Mahkamah Konstitusi menetapkan air minum tidak boleh mahal dan perusahaannya tidak boleh mengambil keuntungan. Bila merujuk pada parameter HAM, maka AMDK bukanlah air minum karena tidak memenuhi aspek kontinuitas, tidak memenuhi aspek keterjangkuan harga, tidak memenuhi aspek keterjangkauan fisik serta tidak memenuhi aspek kuantitas.

Berdasarkan pendekatan teori regulasi, penetapan biaya air minum diatur oleh pemerintah. Sementara AMDK ditentukan bebas oleh pihak swasta. Selain itu, terdapat juga konsekuensi negative definisi air minum adalah AMDK, yaitu akan terjadi penurunan investasi untuk perpipaan dan peningkatan investasi untuk AMDK serta pertanbahan sampah plastik.

Air bersih dan AMDK adalah dua hal yang berbeda. Di Indonesia, akses masyarakat terhadap air bersih disediakan oleh Perusahaan Daerah Air Minum (PDAM). Namun, air PDAM yang mengalir ke rumah konsumen belum memenuhi kualitas air yang dapat langsung diminum. Akibatnya, pilihan air minum oleh masyarakat jatuh pada air tanah atau air PDAM yang dimasak atau mengkonsumsi air minum dalam kemasan (AMDK). Dengan mendefinisikan “air minum” mencakup AMDK dan menyatukan pengaturannya dalam pasal-pasal mengenai pelayanan air, RUU SDA akan mengakibatkan masyarakat tidak memiliki pilihan dalam memenuhi kebutuhan air minum. Karena itu, AMDK seharusnya dicoret dari definisi air minum dan tidak diatur dalam pasal-pasal yang mengatur mengenai pelayanan air.

“RUU SDA selayaknya memperhatikan dengan seksama alasan-alasan  yang menjadi pertimbangan Mahkamah Konstitusi dalam pembatalan UU no 7/2004, antara lain soal hak rakyat atas air yang hendaknya dipahami sebagai hak mendapatkan akses air bersih guna menjalankan kehidupan sehari-hari  yang layak seperti mandi, makan , minum memasak, mencuci dan sanitasi. Disinilah negara berkewajiban untuk menyediakan kebutuhan minimum masyarakat atas air bersih melalui SPAM. karenanya pengelompokan AMDK dalam pengertian air minum dalam pasal 51 merupakan hal yang keliru,” ujar Mova.

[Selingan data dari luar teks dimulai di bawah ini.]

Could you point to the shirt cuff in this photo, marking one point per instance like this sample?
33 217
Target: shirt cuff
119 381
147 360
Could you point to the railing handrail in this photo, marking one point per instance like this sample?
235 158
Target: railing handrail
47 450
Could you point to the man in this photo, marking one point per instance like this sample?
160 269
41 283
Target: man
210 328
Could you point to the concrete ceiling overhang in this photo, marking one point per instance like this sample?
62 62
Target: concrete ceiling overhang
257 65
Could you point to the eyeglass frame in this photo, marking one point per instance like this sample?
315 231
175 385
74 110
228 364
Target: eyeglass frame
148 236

Tim Kajian Publik APINDO Lucia Karina dalam kesempatan itu menanggapi bahwa RUU SDA terkesan sarat kepentingan dimana industry terkesan harus memberi air dari pemerintah. “Tidak ada satupun industri yang tidak memerlukan air sebagai bahan baku maupun kebutuhan air dalam proses produksi seperti kebutuhan air untuk pencucian di industri tekstil, pulp & paper dan sawit. Kebijakan ini mempersulit industri berkompetisi dengan produk-produk import sementara di sisi lain kita didorong untuk eksport. Akibatnya tekanan tidak hanya dari segi biaya energy namun sekarang juga ditambah dengan biaya air sebagaimana diatur dalam RUU ini. Karena diluar pajak air, industri dikenalan lagi 10% untuk konservasi dan bank garansi. Pasal-pasal ini menurut saya harus dianulir,” jelas Karina.

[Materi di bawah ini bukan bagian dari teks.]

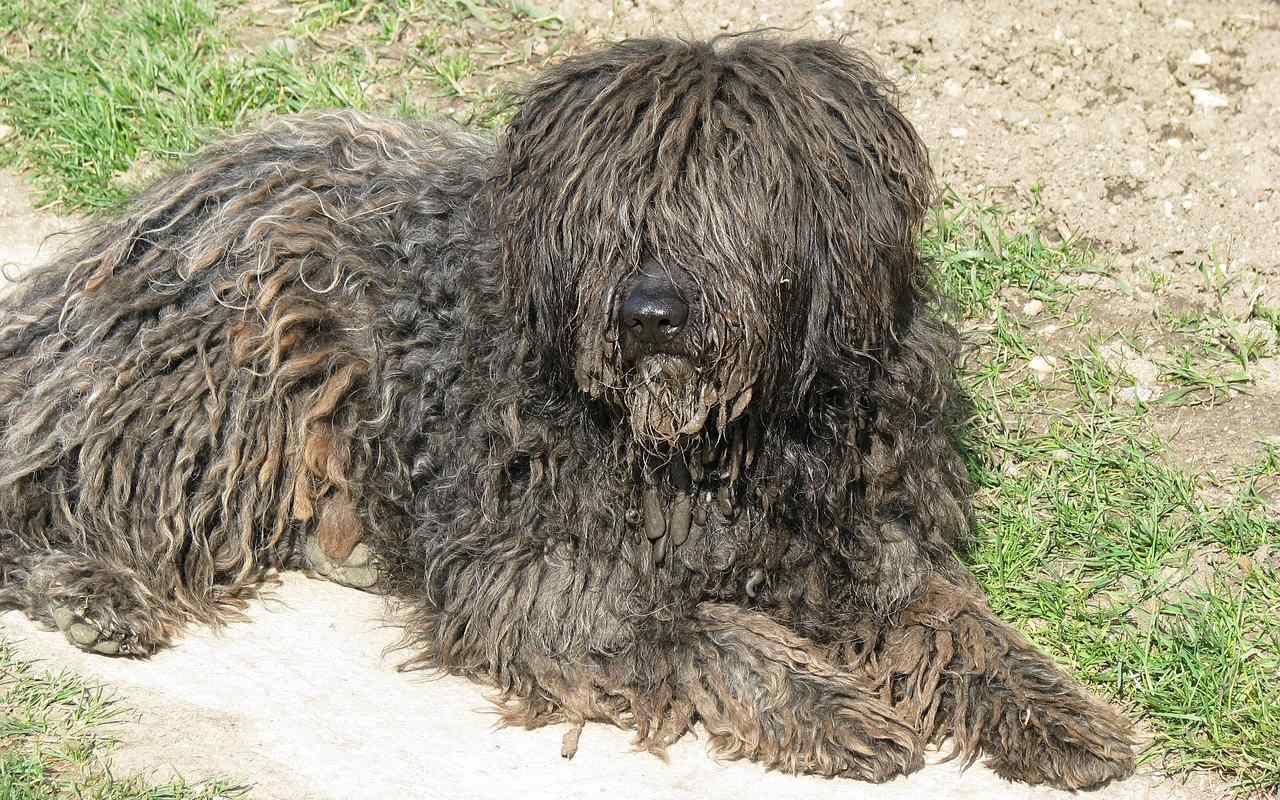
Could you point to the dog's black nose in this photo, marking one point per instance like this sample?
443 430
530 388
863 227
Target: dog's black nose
653 312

Direktur AMRTA Institute Nila Adriani mengatakan RUU SDA memberi kesan ingin melimpahkan kewajiban penyediaan air bersih untuk rakyat kepada swasta. “Terlihat dari pemberian bobot yang tidak seimbang  antara SPAM dan AMDK. SPAM seharusnya menyediakan kebutuhan dasar untuk masyarakat sementara AMDK adalah kebutuhan yang sifatnya pilihan bagi masyarakat. Tapi di dalam RUU SDA ini kedudukannya disamakan. Dalam RUU ini jaminan pemerintah atas layanan SPAM yang justru jauh lebih penting malah kurang eksplisit dirumuskan. Jadi, intensi pemerintah untuk memberi jaminan akan penyediaan air bersih tidak kuat, ” jelas Nila.

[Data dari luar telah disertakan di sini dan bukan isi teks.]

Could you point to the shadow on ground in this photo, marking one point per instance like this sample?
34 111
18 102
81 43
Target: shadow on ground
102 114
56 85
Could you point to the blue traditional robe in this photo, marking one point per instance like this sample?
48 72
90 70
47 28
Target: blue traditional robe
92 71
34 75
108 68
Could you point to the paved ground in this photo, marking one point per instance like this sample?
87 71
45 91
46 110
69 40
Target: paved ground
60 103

Pengajar Hidrologi dan Pengelolaan DAS Fakultas Kehutanan IPB Dr. Ir. Nana M. Arifjaya mengatakan RUU SDA lebih banyak mengatur hal-hal teknis sementara materi yang bersifat sustainable masih kurang. “Seharusnya pemerintah dapat membuat draf yang lebih bagus mengingat UU SDA ini bicara tentang konsep sustainability berkelanjutan. Memang bencana-bencana berkelanjutan yang berkaitan dengan kekeringan, mengancam Indonesia. Namun faktanya Indonesia adalah daerah yang diapit 2 samudra dan terdapat gunung di tengah-tengahnya sehingga potensi air melimpah. Dengan ketersediaan air yang melimpah ini, seharusnya industri dapat berkembang. Inilah yang menjadi nilai tambah bagi Indonesia.  Air di Indonesia banyak, hanya saja belum dikelola dengan benar, dalam konteks pengelolaan sumber daya air berkelanjutan pengelolaan ini harau jelas dan tegas,”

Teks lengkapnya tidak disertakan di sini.